Powder for the preparation of an injection solution for intramuscular administration of 250 thousand units; Flacon (bottle)

Pharmacodynamics

Antibiotic group of biosynthetic penicillins. It has a bactericidal effect by inhibiting the synthesis of the cell wall of microorganisms.

Active in relation to gram-positive bacteria: Staphylococcus SPP., Streptococcus SPP. (including Streptococcus Pneumoniae), Corynebacterium Diphtheriae, Bacillus Anthracis; Gram-negative bacteria: NEISSERIA GONORRHOEAE, NEISSERIA MENINGITIDIS; anaerobic spore-forming sticks; as well as Actinomyces SPP., SpirocaetaEae.

The action of benzylpenicillin is stable Staphylococcus SPP strains., Producing penicillinase. Credited in an acidic environment.
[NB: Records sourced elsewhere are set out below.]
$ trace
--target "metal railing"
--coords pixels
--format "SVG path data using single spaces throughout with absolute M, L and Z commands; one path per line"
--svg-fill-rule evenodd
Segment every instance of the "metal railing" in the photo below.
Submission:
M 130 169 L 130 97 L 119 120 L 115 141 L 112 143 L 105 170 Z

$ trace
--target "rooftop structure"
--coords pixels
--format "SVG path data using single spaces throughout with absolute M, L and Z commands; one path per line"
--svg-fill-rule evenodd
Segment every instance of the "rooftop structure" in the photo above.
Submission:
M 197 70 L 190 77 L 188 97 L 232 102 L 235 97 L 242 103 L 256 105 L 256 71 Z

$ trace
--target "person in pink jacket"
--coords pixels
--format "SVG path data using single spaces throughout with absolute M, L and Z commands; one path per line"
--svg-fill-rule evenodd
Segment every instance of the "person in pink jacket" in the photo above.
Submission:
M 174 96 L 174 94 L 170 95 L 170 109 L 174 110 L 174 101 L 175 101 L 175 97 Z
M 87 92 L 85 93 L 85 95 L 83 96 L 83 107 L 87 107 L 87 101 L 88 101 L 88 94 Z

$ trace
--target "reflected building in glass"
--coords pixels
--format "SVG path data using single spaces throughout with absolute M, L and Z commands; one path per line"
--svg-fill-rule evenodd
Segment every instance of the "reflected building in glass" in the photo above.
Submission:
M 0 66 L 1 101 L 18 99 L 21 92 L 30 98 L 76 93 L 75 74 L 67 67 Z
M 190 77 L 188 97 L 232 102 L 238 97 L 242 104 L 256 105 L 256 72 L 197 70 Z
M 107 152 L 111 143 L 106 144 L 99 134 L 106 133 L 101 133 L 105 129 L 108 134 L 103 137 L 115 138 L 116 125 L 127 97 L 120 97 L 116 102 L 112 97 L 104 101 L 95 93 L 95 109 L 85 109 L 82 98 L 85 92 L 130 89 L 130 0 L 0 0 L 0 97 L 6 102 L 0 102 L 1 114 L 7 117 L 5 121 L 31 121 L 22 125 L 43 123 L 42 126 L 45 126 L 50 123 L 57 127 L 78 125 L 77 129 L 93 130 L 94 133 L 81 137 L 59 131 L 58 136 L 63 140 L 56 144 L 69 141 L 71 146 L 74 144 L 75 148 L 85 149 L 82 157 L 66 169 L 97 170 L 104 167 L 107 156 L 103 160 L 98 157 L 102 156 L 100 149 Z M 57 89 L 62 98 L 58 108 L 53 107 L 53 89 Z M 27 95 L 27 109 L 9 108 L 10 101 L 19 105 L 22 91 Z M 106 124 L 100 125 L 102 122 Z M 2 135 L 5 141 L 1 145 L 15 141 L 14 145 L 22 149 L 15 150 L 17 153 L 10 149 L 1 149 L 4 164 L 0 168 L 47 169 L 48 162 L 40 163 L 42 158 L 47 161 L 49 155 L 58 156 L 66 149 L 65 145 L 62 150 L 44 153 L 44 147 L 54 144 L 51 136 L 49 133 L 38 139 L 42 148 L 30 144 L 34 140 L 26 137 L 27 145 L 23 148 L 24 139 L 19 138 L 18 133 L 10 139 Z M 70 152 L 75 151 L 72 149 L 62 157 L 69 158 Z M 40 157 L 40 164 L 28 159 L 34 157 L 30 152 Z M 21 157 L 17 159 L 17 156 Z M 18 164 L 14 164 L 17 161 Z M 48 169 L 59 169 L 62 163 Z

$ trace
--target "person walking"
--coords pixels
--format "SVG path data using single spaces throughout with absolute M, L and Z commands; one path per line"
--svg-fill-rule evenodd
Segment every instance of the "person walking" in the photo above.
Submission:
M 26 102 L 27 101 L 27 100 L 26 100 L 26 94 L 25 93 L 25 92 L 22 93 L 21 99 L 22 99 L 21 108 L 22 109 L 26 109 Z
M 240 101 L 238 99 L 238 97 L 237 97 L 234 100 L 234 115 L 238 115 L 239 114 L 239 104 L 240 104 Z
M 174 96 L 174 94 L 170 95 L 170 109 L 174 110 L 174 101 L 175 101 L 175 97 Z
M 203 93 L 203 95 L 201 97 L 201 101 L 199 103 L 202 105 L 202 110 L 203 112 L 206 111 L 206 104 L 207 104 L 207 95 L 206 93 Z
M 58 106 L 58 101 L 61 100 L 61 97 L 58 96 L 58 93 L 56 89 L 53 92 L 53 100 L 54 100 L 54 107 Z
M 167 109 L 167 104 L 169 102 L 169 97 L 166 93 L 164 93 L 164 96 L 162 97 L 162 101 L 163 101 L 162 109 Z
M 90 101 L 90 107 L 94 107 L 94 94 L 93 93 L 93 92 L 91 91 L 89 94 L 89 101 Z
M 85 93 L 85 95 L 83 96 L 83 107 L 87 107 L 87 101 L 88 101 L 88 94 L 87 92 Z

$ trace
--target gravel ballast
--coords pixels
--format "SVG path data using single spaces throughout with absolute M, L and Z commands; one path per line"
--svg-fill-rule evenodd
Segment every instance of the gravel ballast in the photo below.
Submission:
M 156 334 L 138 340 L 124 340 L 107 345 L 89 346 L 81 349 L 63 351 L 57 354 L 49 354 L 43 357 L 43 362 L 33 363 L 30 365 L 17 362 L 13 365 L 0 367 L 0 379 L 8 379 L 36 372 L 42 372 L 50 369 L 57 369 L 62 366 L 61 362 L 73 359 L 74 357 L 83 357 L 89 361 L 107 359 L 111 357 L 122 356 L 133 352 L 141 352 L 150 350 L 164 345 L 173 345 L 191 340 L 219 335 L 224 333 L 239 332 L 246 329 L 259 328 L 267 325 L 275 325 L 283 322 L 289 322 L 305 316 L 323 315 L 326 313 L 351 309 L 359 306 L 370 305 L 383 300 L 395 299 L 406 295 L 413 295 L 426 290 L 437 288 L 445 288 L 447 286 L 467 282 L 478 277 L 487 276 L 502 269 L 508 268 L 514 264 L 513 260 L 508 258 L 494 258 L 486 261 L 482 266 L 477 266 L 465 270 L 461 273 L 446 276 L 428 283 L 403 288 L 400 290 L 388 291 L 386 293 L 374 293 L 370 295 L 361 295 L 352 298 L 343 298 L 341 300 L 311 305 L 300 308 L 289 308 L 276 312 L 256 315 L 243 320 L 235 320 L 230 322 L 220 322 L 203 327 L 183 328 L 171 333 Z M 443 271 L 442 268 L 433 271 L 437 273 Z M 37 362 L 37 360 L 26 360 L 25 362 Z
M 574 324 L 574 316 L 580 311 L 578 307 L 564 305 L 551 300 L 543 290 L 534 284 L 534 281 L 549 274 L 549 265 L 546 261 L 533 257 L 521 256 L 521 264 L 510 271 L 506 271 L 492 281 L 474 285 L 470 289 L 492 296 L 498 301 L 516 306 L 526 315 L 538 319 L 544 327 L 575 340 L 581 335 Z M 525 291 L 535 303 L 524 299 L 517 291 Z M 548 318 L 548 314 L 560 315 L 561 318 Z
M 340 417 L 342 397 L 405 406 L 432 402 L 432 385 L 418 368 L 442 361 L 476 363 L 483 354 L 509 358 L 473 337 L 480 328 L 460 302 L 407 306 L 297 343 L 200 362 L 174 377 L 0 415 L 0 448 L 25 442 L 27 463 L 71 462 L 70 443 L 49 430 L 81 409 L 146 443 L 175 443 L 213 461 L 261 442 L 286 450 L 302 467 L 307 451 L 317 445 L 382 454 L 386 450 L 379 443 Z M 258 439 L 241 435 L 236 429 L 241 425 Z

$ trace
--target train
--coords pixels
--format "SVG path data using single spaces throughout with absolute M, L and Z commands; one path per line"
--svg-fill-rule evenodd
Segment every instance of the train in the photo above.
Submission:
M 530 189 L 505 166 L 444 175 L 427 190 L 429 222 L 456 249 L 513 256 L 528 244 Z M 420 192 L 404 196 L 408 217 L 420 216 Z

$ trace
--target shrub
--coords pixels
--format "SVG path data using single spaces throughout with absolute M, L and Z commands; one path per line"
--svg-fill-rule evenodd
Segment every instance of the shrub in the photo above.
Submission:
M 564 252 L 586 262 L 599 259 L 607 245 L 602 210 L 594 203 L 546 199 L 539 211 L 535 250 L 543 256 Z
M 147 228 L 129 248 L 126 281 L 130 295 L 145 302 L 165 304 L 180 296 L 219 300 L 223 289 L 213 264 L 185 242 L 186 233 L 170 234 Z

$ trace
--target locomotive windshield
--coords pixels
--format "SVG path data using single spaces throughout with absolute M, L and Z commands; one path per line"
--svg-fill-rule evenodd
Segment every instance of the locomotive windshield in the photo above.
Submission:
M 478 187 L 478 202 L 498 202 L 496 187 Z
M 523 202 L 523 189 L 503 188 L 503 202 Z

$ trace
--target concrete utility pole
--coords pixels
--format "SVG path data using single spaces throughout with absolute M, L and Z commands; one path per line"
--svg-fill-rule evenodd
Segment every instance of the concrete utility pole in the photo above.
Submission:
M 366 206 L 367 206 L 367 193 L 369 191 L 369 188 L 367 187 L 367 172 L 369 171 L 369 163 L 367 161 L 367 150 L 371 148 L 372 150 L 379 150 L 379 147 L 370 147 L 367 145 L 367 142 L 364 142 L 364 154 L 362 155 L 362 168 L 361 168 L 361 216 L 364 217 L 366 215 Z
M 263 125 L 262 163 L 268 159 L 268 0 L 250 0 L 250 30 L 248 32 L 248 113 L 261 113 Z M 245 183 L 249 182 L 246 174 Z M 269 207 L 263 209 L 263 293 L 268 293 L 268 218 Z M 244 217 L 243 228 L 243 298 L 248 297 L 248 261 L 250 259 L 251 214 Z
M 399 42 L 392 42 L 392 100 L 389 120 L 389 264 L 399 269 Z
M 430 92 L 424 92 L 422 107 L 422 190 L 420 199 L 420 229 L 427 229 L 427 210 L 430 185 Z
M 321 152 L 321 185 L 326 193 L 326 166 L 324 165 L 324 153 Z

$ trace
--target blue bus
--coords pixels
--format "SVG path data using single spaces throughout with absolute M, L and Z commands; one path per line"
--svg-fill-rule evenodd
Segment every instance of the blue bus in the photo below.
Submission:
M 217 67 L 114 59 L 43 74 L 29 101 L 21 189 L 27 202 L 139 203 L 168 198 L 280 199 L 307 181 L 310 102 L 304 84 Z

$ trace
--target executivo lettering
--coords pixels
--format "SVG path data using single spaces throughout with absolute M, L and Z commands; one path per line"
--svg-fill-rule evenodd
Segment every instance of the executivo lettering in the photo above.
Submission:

The novocaine benzylpenicillin salt compared with the potassium and sodium salts is characterized by a greater duration of action.

Pharmacokinetics

After the introduction, the introduction is quickly absorbed from the injection site. Widely distributed in the tissues and body fluids. Benzylpenicillin penetrates well through a placental barrier, a BEB with inflammation of brain shells.

T1 / 2 - 30 min. Displays with urine.

Use during pregnancy

Application during pregnancy is possible only when the intended benefit of therapy for the mother exceeds the potential risk to the fetus.

If you need to use during the lactation period, it is necessary to resolve the issue of cessation of breastfeeding.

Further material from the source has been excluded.